Pleasant reading:
- Mr Rosenblum’s List, by Natasha Solomons, has a cover prefiguring a novel of the sensibility of The Guernsey Literary and Potato Peel Society. And so it proves to be. After WWII, German refugee Jack Rosenblum begins compiling a list, his all-encompassing guide to assimilating in Britain. Battling prejudice and his past-obsessed wife, he risks all to make his mark in the English countryside. Solomons writes generously and quietly, building up a character-based story that holds its amusing charm throughout. But the central characters, whilst engaging, fail to grip, and this debut stays stuck in its smooth groove. 2½ stars.
- Gene Wolfe sits near the top of my science fiction firmament – his multi-volume New Sun, Long Sun and Short Sun series are amongst the most brilliant genre examples I’ve read. But in recent years his works have grown less compelling. Having skipped the last few, I felt I should read his latest, The Sorcerer’s House, and I’m most glad I did, though my overall assessment remains unchanged.

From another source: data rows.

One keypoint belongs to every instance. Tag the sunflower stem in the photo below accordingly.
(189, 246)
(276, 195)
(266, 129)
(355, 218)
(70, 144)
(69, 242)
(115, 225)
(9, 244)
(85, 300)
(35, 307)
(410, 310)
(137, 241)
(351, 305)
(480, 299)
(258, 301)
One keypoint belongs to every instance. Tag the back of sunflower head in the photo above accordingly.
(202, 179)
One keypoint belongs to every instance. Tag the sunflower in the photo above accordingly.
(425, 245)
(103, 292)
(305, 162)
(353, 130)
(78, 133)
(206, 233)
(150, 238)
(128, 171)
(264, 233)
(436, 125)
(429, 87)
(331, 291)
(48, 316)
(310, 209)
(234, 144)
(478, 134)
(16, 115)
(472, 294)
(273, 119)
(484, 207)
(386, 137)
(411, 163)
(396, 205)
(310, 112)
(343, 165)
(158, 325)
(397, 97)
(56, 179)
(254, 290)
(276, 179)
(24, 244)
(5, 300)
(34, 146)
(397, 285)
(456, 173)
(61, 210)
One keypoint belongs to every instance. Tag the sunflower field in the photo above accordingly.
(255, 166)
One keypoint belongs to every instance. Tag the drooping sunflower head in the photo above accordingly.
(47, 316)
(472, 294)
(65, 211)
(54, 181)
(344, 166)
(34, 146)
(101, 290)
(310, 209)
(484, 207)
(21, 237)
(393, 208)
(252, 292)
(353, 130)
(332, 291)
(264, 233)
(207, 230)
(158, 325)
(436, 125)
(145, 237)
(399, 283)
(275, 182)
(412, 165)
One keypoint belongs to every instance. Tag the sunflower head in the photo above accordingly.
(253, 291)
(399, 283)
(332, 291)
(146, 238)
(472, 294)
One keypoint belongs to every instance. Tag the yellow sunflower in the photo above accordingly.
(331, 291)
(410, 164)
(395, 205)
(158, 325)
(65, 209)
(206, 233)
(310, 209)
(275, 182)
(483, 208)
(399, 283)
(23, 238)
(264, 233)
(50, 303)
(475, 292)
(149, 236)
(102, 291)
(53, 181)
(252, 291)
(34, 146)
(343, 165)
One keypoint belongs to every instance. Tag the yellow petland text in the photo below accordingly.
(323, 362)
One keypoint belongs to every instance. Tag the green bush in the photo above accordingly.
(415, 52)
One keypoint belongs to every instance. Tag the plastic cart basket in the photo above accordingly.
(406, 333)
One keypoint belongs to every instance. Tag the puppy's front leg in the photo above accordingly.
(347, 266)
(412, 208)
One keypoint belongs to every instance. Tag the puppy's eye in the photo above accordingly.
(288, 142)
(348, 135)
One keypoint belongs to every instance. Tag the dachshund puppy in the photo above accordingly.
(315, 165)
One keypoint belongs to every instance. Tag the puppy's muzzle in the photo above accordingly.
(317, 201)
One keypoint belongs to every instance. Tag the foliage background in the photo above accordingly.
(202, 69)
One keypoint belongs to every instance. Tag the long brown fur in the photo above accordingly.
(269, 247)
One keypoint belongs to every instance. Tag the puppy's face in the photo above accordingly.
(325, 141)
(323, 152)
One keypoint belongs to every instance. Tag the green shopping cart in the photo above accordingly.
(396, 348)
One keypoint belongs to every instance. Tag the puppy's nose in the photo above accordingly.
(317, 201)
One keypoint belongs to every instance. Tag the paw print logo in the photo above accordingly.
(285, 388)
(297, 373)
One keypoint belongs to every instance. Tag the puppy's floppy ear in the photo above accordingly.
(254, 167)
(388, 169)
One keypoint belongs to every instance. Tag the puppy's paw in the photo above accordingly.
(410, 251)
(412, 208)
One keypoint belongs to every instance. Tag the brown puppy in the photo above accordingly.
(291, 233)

In this outing, Wolfe is nothing if not ambitious. He tells this fantasy tale, the story of a likeable rogue squatting in a house that gradually reveals hidden aspects and weird occupants, through letters. Such a dangerous technique, the epistolary one, but Wolfe carries it off with aplomb and a savagely humorous style that requires constant reader attention. The plot itself unwinds into a standard fantasy trope but I loved the constant oblique twists. The end result is a quirky, fun read that never graduates to anything more serious, held back by the breezy mood. 2½ stars.